Greek bailout renegotiation faces setback
By Sarah Collins | Monday 25 June 2012
A troika of Commission, European Central Bank and International Monetary Fund officials will not go to Greece now to monitor implementation of the country’s commitments under its second bailout programme after the newly elected Prime Minister, Antonis Samaras, and Finance Minister Vassilis Rapanos fell ill over the weekend. The troika was due to arrive on 25 June to begin talks on putting Greece’s bailout back on track, after reforms stalled following the inconclusive 6 May elections.

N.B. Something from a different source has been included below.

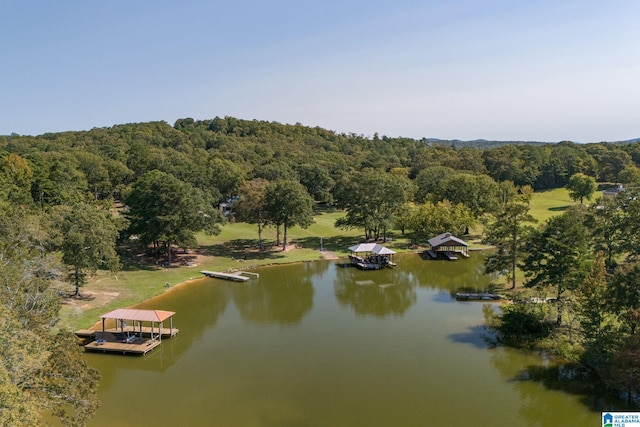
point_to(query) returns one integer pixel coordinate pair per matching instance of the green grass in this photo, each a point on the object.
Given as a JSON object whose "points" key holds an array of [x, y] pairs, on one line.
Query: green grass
{"points": [[236, 247], [545, 204]]}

A spokesman for Economic and Monetary Affairs Commissioner Olli Rehn said, on 25 June, that the EU’s first concern was for the health of the two politicians and that the troika would return to Athens “as soon as possible” - though not “today or early this week as expected”. The Greek government is expected to run out of cash as early as next month, though it will receive a €1 billion portion of its first bailout payment under the second rescue loan this week (the money had been withheld pending the outcome of the elections). “Greece has to face financial obligations and therefore it is important to have this exercise taking place as soon as possible,” Rehn’s spokesman said.
Greece is asking for two extra years to meet a 3% of GDP budget deficit target. Its deficit was over 9% last year.
Meanwhile, Fitch ratings agency has downgraded the credit rating of Cyprus to ‘BB+’ on the back of its banks’ massive exposure to Greece. Fitch says Cypriot banks could now need up to €4 billion in extra cash to guard against further losses. A spokesman for Rehn said, on 25 June, that he was not aware of any request by Cyprus for an EU aid package.